Il grommelle alors que je frappe à la porte de chambre d'Iris, qui vient l'ouvrir.

— C'est Ken au téléphone. Vous vous parlez sans crier, vous mettez un minimum les choses au clair, je m'occupe d'Aléona. Mais agissez comme des adultes, pas comme des gosses, merci, au revoir.

Je file mon téléphone à Iris sans lui laisser le temps d'en placer une, et rentre dans sa chambre récupérer Aléona qui vient de se réveiller. J'entends la voix d'Iris faiblir, signe qu'elle s'éloigne de la chambre.

— Coucou ma puce, sourié-je.

Elle me répond avec un grand sourire elle aussi, et je la prends dans mes bras. Je pars alors dans la cuisine lui faire chauffer son biberon, tout en fredonnant.

Étonnamment, bien que ce soit Ken que j'ai eu au téléphone et non pas Mathieu, je suis de bonne humeur ce matin. De très bonne humeur même. En finissant de préparer le biberon d'Aléona, je remarque qu'il n'y a pratiquement plus rien dans les placards, et bien que nous partons dans trois jours, il faut quand même que nous mangions.

— Salut !

Je me tourne vers Adèle et Isma qui viennent de faire leur apparition, et les salue tout en donnant le biberon à Alé'.

— Coucou ! Je vais aller faire quelques courses tout à l'heure, il n'y a pratiquement plus rien à manger et j'avais envie de préparer à manger ces derniers jours. Y'a un truc qui vous ferait plaisir ?

— Des crêpes ! s'exalte Isma.

— Une tarte au saumon, me demande Adèle.

— Dis tata, ze peux venir avec toi faire les courses ? me demande Isma.

— Euh.. O-oui si tu veux, mais tu manges d'abord et tu vas te laver.

— Oui d'accord ! Tu veux bien maman hein ?

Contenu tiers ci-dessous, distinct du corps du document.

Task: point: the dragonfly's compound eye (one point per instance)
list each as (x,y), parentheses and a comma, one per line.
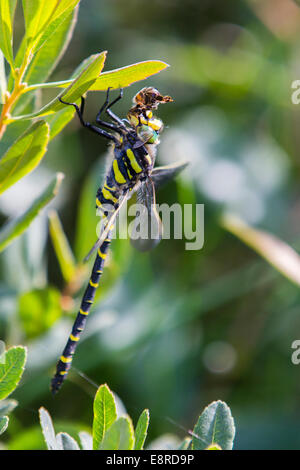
(147,134)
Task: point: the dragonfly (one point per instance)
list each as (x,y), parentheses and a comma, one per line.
(134,146)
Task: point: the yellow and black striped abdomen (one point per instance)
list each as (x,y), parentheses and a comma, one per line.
(65,360)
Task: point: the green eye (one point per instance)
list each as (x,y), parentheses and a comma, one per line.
(146,134)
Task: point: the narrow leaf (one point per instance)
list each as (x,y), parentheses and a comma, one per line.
(3,424)
(278,253)
(61,246)
(11,370)
(86,440)
(7,9)
(214,426)
(125,76)
(7,406)
(61,12)
(17,226)
(117,78)
(120,436)
(3,84)
(141,430)
(66,442)
(105,414)
(73,93)
(48,429)
(24,155)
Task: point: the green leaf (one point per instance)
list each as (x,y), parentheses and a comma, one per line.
(278,253)
(45,60)
(24,155)
(48,429)
(78,87)
(214,426)
(17,226)
(117,78)
(66,442)
(11,370)
(105,414)
(3,424)
(125,76)
(7,10)
(30,306)
(60,13)
(61,246)
(86,440)
(120,436)
(3,84)
(43,18)
(141,430)
(7,406)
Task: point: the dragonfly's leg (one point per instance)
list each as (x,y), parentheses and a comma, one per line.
(88,125)
(112,115)
(105,107)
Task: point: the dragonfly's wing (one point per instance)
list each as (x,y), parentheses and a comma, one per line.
(147,227)
(163,174)
(111,221)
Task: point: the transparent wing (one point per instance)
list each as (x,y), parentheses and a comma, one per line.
(163,174)
(111,220)
(146,231)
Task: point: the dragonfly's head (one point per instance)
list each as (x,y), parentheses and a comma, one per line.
(141,116)
(147,128)
(149,98)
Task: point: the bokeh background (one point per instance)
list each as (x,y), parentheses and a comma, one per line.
(173,330)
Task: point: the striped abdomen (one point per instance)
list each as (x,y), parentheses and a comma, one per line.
(65,360)
(128,166)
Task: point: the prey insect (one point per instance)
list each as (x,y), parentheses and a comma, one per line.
(134,143)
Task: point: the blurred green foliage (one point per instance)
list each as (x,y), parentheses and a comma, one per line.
(172,330)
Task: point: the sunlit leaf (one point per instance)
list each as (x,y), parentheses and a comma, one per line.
(3,84)
(105,414)
(120,435)
(7,406)
(141,430)
(125,76)
(45,60)
(215,426)
(7,9)
(66,442)
(3,424)
(278,253)
(86,440)
(78,87)
(24,155)
(43,18)
(17,226)
(48,429)
(62,248)
(11,370)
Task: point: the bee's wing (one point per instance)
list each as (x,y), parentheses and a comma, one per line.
(163,174)
(147,227)
(110,221)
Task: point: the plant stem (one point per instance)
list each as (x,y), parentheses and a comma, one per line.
(11,99)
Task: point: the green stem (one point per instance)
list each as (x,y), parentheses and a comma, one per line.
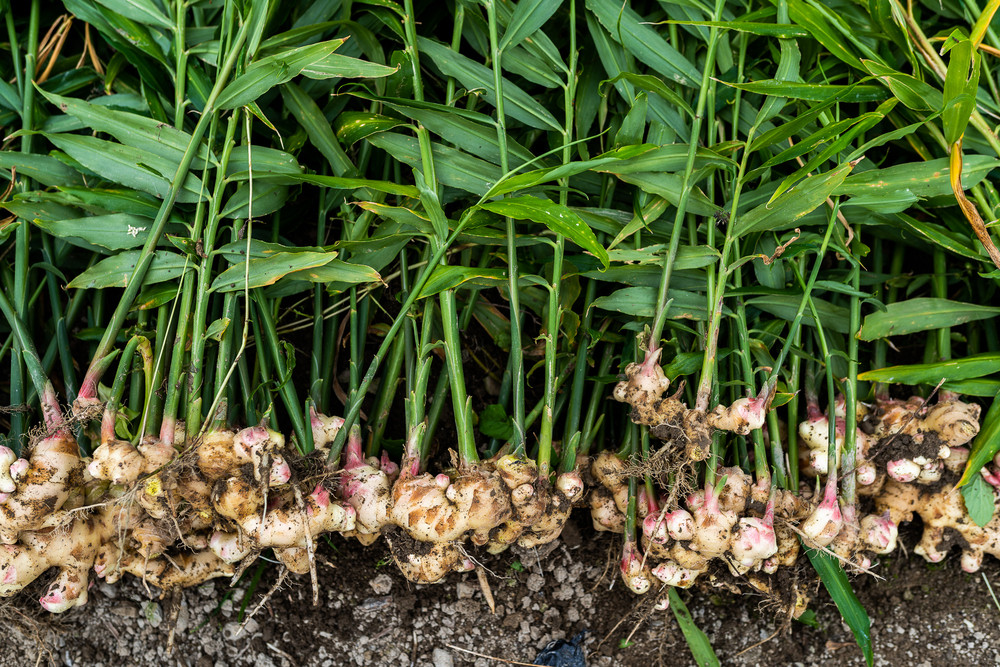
(88,390)
(199,325)
(180,73)
(662,304)
(21,263)
(516,352)
(289,396)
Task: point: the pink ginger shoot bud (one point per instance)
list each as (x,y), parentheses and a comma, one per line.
(695,501)
(993,479)
(411,452)
(353,456)
(281,472)
(820,461)
(388,466)
(879,533)
(930,472)
(754,538)
(673,574)
(320,496)
(903,470)
(972,560)
(654,527)
(823,525)
(634,572)
(19,469)
(7,459)
(866,473)
(570,484)
(680,525)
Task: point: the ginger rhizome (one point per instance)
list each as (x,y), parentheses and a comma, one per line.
(176,514)
(670,419)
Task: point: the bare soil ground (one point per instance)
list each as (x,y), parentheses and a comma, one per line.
(922,615)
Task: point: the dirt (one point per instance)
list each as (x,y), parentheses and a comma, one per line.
(370,615)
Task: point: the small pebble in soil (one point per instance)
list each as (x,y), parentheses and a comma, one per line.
(466,589)
(442,658)
(153,613)
(381,584)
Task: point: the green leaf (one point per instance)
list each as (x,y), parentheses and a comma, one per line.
(474,76)
(834,318)
(143,11)
(337,65)
(655,85)
(792,204)
(145,134)
(630,30)
(45,169)
(670,186)
(557,217)
(116,270)
(985,445)
(216,329)
(980,501)
(537,177)
(922,314)
(960,86)
(669,158)
(822,31)
(453,277)
(268,197)
(353,126)
(453,167)
(923,179)
(340,183)
(911,91)
(529,16)
(474,133)
(814,92)
(268,270)
(697,641)
(937,235)
(851,610)
(272,71)
(641,302)
(780,30)
(128,166)
(495,423)
(310,118)
(954,369)
(116,231)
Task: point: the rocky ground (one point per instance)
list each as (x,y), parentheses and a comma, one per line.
(369,615)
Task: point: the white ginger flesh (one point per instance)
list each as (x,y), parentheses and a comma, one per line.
(284,524)
(946,522)
(365,487)
(72,548)
(43,484)
(604,511)
(437,508)
(220,453)
(712,525)
(119,462)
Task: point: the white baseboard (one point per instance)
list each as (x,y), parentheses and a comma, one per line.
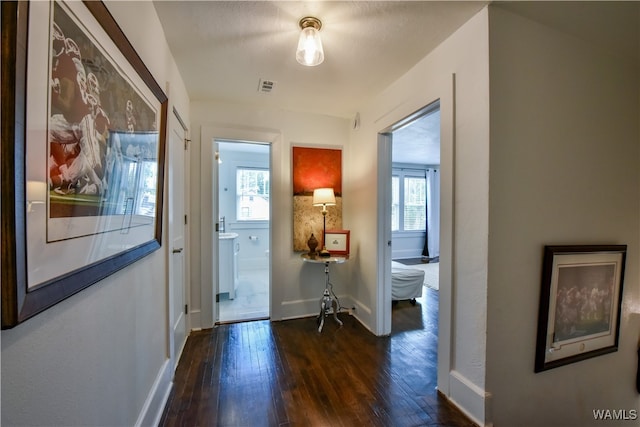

— Oui tu peux aller avec tata Louna.

— Ouuuuiiiiii !

Je souris devant l'enthousiasme du petit garçon, et reporte mon attention sur Aléona qui a fini son biberon. Je l'aide par la suite à faire son rot, et vais pour aller dans la salle de bains lorsque la voix d'Iris parvient à mes oreilles.

— Louna, récupère ton téléphone et rends-moi ma fille.

J'acquiesce et lui pose Aléona dans les bras, tandis que je récupère mon téléphone.

— Alors ?

— C'est pas gagné, on verra bien ce qu'il se passera à Paris. En attendant, je ne veux pas parler de lui.